Toona ciliata has considerable economic value, providing high-quality materials and medicines. However, the growth and sustainable development of T. ciliata is limited due to environmental changes, poor natural regeneration ability, and excessive logging. Therefore, this study used sterile seedling leaves from a good provenance of T. ciliata as explants to establish a highly efficient regeneration and genetic transformation system. The effects of different hormones and concentrations on leaf callus induction were investigated. A genetic transformation system using kanamycin (Kan) as the selective agent was established based on the regeneration system. The results showed that Murashige and Skoog (MS) medium supplemented with 3 mg/L N-(Phenylmethyl)-9H-purin-6-amine (6-BA), 1 mg/L kinetin (KT) and 0.05 mg/L 1-naphthlcetic acid (NAA) (T1 medium) were suitable for callus formation and adventitious bud production from whole leaves at 45 days. In addition, pCAMBIA2301-EYFP was introduced into competent cells of Agrobacterium tumefaciens strain GV3101 and used for genetic transformation. Healthy leaves pre-cultured on T1 medium for three days were directly infected with A. tumefaciens infection solution (OD₆₀₀ = 0.6) for 20 min through the addition of 50 mmol/L of Acetosyringone (AS). Thereafter, the infected leaves were co-cultivated for one day on T1 medium supplemented with 150 mmol/L AS, and the infected leaves were transferred to fresh T1 medium containing 10 mg/L Kan and 100 mg/L Cefotaxime (Cef). Twenty-four positive transformed plants were selected through histological staining and PCR, laser confocal microscopy of EYFP from 259 putative transformants was conducted, and the transformed plants were obtained after approximately three months.

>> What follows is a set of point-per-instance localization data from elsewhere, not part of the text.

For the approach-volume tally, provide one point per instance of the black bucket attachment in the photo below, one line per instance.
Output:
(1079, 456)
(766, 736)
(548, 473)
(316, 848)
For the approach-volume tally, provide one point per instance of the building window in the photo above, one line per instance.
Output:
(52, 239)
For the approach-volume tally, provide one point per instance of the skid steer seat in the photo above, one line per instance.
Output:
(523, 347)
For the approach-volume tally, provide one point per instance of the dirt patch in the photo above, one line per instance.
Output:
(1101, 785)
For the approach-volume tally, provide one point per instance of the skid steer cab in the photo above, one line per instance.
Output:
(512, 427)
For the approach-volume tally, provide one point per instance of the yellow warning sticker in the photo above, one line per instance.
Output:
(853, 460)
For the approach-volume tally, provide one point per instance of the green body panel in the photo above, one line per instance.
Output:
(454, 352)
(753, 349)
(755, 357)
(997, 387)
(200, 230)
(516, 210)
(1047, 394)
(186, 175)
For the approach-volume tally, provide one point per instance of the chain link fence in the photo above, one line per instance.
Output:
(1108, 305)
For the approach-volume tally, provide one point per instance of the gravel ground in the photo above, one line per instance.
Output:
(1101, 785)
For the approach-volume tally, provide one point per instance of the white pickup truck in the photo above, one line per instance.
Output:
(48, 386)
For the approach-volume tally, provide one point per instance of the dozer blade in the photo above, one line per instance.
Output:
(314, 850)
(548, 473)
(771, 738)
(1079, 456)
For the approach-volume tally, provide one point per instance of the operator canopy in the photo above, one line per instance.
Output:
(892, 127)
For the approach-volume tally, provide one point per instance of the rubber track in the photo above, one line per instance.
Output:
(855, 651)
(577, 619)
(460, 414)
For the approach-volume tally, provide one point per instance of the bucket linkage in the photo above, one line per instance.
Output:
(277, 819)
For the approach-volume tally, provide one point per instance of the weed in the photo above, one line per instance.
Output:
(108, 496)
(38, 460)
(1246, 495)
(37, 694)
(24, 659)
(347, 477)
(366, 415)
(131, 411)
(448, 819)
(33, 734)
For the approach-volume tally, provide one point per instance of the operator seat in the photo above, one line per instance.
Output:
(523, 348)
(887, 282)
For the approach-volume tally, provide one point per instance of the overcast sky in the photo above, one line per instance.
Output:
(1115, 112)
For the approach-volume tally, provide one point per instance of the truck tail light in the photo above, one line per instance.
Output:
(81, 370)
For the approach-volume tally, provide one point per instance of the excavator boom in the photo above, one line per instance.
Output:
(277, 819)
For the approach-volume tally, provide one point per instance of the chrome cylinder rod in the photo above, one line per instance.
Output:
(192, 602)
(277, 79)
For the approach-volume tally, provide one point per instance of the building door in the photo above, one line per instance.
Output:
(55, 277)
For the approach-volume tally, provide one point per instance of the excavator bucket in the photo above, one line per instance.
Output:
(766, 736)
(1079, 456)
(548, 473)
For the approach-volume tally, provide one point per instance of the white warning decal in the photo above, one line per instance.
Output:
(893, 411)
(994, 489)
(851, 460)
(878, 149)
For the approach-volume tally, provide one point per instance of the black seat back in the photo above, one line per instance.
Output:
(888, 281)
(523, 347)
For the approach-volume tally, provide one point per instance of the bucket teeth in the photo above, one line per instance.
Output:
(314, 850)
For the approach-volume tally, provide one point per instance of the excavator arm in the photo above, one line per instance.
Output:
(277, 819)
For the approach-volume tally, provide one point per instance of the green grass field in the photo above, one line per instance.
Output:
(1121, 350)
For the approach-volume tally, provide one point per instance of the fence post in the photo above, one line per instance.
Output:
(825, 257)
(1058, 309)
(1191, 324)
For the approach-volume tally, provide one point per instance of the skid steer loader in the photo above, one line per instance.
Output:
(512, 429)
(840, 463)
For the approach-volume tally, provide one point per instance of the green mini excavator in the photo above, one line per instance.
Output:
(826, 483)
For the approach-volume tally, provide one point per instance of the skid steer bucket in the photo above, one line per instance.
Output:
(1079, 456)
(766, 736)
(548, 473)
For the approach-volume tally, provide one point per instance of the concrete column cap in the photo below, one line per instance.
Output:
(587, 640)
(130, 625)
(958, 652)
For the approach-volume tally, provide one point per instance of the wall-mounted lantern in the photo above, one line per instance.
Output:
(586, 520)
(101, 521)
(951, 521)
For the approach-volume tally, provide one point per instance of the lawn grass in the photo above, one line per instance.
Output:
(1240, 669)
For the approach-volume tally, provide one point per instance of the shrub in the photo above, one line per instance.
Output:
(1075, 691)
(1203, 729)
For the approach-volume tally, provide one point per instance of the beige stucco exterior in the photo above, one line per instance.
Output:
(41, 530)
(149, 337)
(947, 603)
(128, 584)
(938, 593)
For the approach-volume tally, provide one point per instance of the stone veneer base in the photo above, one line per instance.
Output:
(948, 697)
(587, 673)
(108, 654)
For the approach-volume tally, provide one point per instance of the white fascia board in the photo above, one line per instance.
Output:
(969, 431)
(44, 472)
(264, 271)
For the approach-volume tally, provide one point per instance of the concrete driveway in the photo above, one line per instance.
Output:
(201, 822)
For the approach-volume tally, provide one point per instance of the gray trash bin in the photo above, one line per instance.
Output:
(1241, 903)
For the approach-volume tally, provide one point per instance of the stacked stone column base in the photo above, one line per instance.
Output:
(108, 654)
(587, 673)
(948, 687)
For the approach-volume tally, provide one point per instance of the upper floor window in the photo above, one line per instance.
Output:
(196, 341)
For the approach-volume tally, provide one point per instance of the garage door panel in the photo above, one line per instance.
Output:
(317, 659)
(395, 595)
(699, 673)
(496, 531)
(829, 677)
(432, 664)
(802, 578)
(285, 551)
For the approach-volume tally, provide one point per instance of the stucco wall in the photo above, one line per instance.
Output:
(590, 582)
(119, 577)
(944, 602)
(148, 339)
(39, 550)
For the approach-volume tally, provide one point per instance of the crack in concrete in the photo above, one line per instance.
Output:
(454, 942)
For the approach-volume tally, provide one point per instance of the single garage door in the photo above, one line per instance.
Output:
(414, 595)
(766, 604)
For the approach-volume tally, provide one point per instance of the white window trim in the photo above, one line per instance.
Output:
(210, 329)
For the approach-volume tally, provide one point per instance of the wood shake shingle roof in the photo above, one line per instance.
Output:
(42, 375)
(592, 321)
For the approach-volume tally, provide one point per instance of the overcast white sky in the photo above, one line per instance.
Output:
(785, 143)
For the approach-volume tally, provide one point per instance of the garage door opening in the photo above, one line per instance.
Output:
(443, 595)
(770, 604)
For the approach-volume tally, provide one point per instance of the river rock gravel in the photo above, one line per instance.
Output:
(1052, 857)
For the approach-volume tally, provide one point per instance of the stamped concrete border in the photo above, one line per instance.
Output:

香椿具有可观的经济价值，可提供优质原料和药物。然而，由于环境变化、自然再生能力差、过度采伐等原因，纤毛虫的生长和可持续发展受到限制。因此，本研究使用了来自T. ciliata良好种源的不育苗叶作为外植体，建立高效的再生和遗传转化系统。研究了不同激素和浓度对叶愈伤组织诱导的影响。在再生系统的基础上建立了以卡那霉素(Kan)为选择剂的遗传转化系统。结果表明，Murashige 和 Skoog (MS) 培养基添加了 3 mg/L N-(Phenylmethyl)-9H-purin-6-amine (6-BA)、1 mg/L 激动素 (KT) 和 0.05 mg/L 1萘酸 (NAA)（T1 培养基）适合在 45 天时从全叶形成愈伤组织和产生不定芽。此外，将 pCAMBIA2301-EYFP 导入根癌农杆菌感受态细胞菌株 GV3101 并用于遗传转化。在 T1 培养基上预培养三天的健康叶片通过添加 50 mmol/L 乙酰丁香酮 (AS)直接感染根癌农杆菌感染溶液 (OD ₆₀₀ = 0.6) 20 分钟。此后，将感染的叶子在补充有 150 mmol/L AS 的 T1 培养基上共培养一天，并将感染的叶子转移到含有 10 mg/L Kan 和 100 mg/L 头孢噻肟 (Cef) 的新鲜 T1 培养基中。通过组织学染色和PCR筛选出24株阳性转化植株，对259株推定的转化株进行EYFP激光共聚焦显微镜观察，约3个月后获得转化植株。